Alors Cathy , dis moi… à force de te côtoyer sur les courses de la région et d’ailleurs, il était grand temps que je passe au mode « interview » ! Une bonne occas' avec la perf que tu viens de réaliser à la Saintélyon, malgré des conditions difficiles de froid, de neige et de verglas ! Peux-tu nous en dire un peu plus après ces quelques jours de repos…

Comment as-tu vécu cette course de l'intérieur?
J'avais envie de cette course et sans me mettre trop de pression je voulais bien faire !
Je me suis décidée à la faire tardivement d'ailleurs. 1 mois 1/2 à peine... J'étais dedans de suite, je suis partie motivée, envie de tout donner ! Donc aller chercher les personnes devant, relancer... A la sortie de St Etienne, dès l'apparition de la neige, je me suis éclatée. Bon appui, relance, version trail blanc.
Dès passage pas agréable avec des zones verglacées, mais j'ai positivé.

Dur? Sur la fin oui, j'ai serré les dents.

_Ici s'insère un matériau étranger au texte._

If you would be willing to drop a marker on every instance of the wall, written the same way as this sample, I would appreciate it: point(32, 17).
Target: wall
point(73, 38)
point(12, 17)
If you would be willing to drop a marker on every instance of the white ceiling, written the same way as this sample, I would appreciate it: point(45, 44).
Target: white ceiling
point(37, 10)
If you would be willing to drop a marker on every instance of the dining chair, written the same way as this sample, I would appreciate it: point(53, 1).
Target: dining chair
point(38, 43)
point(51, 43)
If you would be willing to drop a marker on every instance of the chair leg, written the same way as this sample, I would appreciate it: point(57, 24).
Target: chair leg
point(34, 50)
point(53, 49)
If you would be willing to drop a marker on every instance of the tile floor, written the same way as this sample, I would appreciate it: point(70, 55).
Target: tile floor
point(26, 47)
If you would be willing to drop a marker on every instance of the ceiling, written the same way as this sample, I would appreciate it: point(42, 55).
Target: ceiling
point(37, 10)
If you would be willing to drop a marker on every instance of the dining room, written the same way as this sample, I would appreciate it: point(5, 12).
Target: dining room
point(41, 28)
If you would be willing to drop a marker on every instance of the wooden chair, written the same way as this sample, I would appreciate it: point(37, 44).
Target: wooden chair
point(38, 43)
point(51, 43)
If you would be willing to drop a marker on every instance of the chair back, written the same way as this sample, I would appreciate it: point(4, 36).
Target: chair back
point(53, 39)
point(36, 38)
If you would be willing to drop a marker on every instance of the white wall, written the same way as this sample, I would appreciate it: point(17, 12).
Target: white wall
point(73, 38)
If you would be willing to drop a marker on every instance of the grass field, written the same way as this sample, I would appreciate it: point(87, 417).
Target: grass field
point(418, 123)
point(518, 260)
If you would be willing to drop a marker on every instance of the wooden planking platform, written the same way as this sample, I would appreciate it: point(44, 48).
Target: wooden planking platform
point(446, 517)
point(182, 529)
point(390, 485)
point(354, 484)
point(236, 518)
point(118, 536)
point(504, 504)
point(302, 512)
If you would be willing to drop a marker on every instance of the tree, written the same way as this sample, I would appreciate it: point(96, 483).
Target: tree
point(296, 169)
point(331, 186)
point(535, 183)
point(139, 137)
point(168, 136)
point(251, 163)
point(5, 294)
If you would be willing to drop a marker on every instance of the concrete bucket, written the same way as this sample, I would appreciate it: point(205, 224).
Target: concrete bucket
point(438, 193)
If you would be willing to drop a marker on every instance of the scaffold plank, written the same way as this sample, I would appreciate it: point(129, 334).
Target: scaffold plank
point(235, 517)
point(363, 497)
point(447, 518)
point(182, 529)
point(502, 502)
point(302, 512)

Il me manquait un peu de foncier et mes cuisses commençaient à être béton... J'ai serré les dents !

Est-ce que les conditions d'enneigement t'ont gêné ou tu dirais que c'était plutôt un atout pour toi ?
Elles m’ont avantagé je pense, j'adore ces appuis fuyants, ces appuis où l'on s'enfonce... on scotche…ou alors on peut dérouler car le sol est bien damé...

Tu me disais avoir un peu peur de perdre ta place sur la fin de parcours, très roulante...
Oui, on m'annonce la seconde à 4' à Beaunant. je me suis dit si c'est une fille de la route… sûr elle va revenir ! J'ai envoyé, et au final je finis avec 9' d'avance ! J'avais peur que cela reviennent ! Et j'étais si prête de l'arrivée...

Et  tu as pensé quoi à ce moment là?
OUAHH TROP BON ! TROP ENORME !
Tu l'as fait ! YES lol !!
Oui cela fait toujours plaisir de gagner une course mythique, local...ou de nombreux amis, partenaires, collègues croient en toi... C'était un challenge ! Peu d'entrainement. J'ai pris du recul sur le suivi de mes sorties : je m'entraîne qu'au feeling (Plus de plan d'entrainement, de ceinture cardio ..) je me suis consacrée à mon ouverture de ma salle de fitness (une vrai passion !), à la rentrée scolaire et le suivi des devoirs de mes 2 enfants Thibault 5ème et Léa 2nde.. Continuer à partager des moments sympas avec eux, mes amis... Prendre le temps de sortir... Bref , j'ai rarement des heures où je farniente !
Mais contente d'arriver à tout concilier...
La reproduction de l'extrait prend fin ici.